On Tue, 2010-08-10 at 19:24 -0700, jdow wrote:
> From: "Martin Gregorie" <mar...@gregorie.org>
> Sent: Monday, 2010/August/09 18:08
> 
> 
> > On Mon, 2010-08-09 at 17:42 -0700, jdow wrote:
> >> From: "Martin Gregorie" <mar...@gregorie.org>
> >> > Something like this will match a sequence of two capitalised name 
> >> > words,
> >> > including hyphenated ones, and extract the name words:
> >> >
> >> > /([A-Z][-a-zA-Z]{1,20})\s([A-Z][-a-zA-Z]{1,20})/
> >> >
> >> > and should be fairly easy to extend to deal with initials and/or more
> >> > than one forename. Tested in Python and should also work in Perl.
> >> >
> >>
> >> That solves the Reginald Slovotniksky type names.
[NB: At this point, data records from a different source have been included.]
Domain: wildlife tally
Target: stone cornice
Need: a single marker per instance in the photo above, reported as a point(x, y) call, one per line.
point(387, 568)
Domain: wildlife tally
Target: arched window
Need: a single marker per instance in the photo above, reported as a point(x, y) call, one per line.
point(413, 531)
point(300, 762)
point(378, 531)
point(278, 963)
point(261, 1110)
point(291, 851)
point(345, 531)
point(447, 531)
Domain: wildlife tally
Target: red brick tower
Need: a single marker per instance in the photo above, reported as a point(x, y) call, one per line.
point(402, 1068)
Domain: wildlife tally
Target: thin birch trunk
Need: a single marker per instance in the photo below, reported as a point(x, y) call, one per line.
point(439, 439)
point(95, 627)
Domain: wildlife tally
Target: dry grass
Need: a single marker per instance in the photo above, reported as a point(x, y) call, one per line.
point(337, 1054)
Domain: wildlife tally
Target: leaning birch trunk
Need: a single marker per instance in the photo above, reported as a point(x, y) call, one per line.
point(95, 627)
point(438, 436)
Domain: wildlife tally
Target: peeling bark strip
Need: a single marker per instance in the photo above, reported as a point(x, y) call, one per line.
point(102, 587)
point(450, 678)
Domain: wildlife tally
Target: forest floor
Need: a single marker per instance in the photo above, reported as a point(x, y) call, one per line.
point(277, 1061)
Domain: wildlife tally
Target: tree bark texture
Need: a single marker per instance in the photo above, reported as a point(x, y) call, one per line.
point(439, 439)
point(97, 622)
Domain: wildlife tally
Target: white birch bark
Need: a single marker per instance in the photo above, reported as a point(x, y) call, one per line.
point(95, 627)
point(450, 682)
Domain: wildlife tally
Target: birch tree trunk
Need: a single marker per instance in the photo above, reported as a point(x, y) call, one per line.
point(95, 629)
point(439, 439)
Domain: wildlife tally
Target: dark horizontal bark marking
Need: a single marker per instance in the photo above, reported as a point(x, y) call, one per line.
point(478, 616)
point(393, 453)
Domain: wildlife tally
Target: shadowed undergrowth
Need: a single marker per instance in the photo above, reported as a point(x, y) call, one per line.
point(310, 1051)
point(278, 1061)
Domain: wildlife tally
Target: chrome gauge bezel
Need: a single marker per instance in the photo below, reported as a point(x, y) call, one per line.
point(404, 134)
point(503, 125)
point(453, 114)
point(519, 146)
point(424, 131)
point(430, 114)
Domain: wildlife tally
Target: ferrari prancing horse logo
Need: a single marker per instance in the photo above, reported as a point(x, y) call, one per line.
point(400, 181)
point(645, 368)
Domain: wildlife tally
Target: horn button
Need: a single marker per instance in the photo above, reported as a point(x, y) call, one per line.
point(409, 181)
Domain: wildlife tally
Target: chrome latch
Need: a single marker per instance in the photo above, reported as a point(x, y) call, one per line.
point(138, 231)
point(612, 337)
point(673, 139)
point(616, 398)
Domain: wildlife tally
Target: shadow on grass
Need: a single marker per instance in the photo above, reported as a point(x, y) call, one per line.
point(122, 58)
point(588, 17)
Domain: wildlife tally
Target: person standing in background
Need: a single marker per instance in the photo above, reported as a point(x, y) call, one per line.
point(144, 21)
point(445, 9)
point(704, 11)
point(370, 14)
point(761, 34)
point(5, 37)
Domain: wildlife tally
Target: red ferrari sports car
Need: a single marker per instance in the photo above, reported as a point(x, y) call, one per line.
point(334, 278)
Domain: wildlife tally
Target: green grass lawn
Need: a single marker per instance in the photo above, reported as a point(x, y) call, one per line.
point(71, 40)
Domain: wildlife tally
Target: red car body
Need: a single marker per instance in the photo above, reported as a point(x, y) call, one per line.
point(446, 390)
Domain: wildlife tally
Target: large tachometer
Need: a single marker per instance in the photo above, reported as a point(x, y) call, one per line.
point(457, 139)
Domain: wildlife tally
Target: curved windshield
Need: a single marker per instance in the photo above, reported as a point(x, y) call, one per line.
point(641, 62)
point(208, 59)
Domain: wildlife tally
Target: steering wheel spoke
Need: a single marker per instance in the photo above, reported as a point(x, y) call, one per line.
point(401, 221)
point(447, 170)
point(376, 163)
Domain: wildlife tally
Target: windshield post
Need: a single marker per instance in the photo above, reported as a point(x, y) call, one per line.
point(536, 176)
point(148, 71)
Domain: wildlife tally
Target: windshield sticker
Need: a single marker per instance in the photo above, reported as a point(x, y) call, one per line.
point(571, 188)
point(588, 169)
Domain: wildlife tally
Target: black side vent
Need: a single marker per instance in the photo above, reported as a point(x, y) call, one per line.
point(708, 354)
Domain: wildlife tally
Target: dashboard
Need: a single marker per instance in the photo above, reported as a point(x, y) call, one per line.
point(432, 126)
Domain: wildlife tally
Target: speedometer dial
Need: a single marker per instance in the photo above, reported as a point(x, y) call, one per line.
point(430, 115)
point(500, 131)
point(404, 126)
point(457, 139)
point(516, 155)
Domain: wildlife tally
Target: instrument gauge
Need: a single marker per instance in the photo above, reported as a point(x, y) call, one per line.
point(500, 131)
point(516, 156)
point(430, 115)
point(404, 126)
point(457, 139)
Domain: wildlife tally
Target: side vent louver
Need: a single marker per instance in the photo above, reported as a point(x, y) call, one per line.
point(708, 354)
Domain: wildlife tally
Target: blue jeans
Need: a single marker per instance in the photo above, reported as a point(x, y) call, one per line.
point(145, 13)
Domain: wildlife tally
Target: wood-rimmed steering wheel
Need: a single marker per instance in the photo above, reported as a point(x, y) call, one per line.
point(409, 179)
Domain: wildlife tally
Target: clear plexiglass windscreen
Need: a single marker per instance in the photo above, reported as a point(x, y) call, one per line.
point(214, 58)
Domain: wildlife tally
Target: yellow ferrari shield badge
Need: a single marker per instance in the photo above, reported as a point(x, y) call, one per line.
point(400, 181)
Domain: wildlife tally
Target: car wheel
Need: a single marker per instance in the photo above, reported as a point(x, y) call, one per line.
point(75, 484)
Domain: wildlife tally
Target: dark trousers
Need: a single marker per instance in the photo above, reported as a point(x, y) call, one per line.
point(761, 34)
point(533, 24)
But, "John Smith"? 
> >> Dunno.
> >>
> > The regex I showed will return 'John' and 'Smith' so the combo can be
> > queried in the database, which is all I set out to try. However, I was
> > trying to generalise as a regex that would match two or more Capitalised
> > Names and return them as an array of group values but I couldn't work
> > out how to do that without writing a rather tedious set of ever longer
> > alternates. If anybody knows how to do that without resorting to
> > alternatives I'd be fascinated to know how you do that.
> 
> Ah, but Martin, do you really know if it is the John Smith in the database 
> or
> another John Smith?
> 
No, but then nobody knows that. If you're scanning for patient names in
body text and a common name happens to match a patient its an ambiguous
situation that can only be resolved iff you can write a rule that
reliably disambiguate it by recognising the name's context.